14 janeiro, 2006

Incompetência

O caso em foco dos registos telefónicos de altas figuras do Estado é, obviamente, muito grave, em termos políticos. No entanto, há outra perspectiva, igualmente preocupante, a da incompetência, factor de descredibilização da coisa pública e de toda a nossa vida social. Já que se fala na justiça, tendo a pensar que muitas das suas falhas não representam intenções malévolas ou menos democráticas, muito menos falta de integridade ou cabalas, mas principalmente incompetência. Até na actividade legislativa ela se nota: leis com disposições ambíguas, até contraditórias, para além de péssima redacção.

O nosso nível educacional, quantitativo e qualitativo, é muito baixo e isto reflecte-se obviamente no nível geral de competência, a todos os níveis. Pode ser só o canalizador que nos deixa o tubo mal apertado, o electricista que troca a polaridade de uma ligação, a empregada doméstica que me estraga uma camisa porque não sabe ler qual a temperatura máxima de lavagem. Mas também é o médico que considera como indigestão uma peritonite em começo, o advogado que manda o cliente para a prisão porque se esqueceu de uma formalidade essencial num recurso, a directora de serviços que faz o responsável incorrer em processo disciplinar porque se esqueceu de que um determinado despacho exigia publicação no Diário da República. Uma ministra publica um despacho com uma fórmula matemática reitertiva e incalculável. E ninguém é verdadeiramente responsabilizado, porque tudo isto faz parte natural da nossa vida.

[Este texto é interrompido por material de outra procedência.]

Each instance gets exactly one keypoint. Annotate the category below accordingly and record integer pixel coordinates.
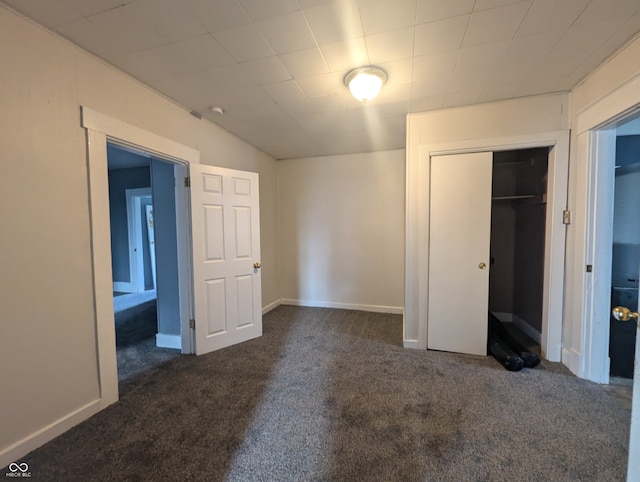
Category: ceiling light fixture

Este caso começa por a PT só ter registo de facturação detalhada por cliente e não por número de telefone. Apesar de tudo, é aceitável, porque o cliente é que determinante para o fim em vista. Aqui, diz-se que o cliente era o Estado. Claro que não, porque então sairiam milhares de contas. Presumo que seja um cliente Estado muito excepcional, o que contrata e paga os números confidenciais das altas figuras. Merecia cuidado muito especial.

Um funcionário ou técnico da PT passa os dados para um ficheiro Excel. Incrivelmente, em vez de apagar os dados não solicitados ("select rows > delete rows", nada mais simples), limita-se a aplicar um filtro. O magistrado do MP lê-os no ecrã e não consegue ver que há ali um filtro. Não tem toda a culpa. Nada na sua formação de direito o habilitou para esta competência transversal hoje tão básica que é o domínio geral das tecnologias da informação. E ainda há quem considere como bizarria o paradigma de Bolonha!

PS - A propósito de responsabilização, uma história pessoal ilustrativa. O IHMT, de que fui director, tinha uma actividade clínica importante. Numa inspecção, fui censurado por ter feito para o instituto um seguro de responsabilidade civil a cobrir indemnizações por erros médicos. Era ilegal! Quase que tive que o pagar do meu bolso. Mas, mais uma vez, a incompetência. Este processo passou por várias mãos responsáveis e ninguém detectou essa ilegalidade. É perigoso ser-se dirigente.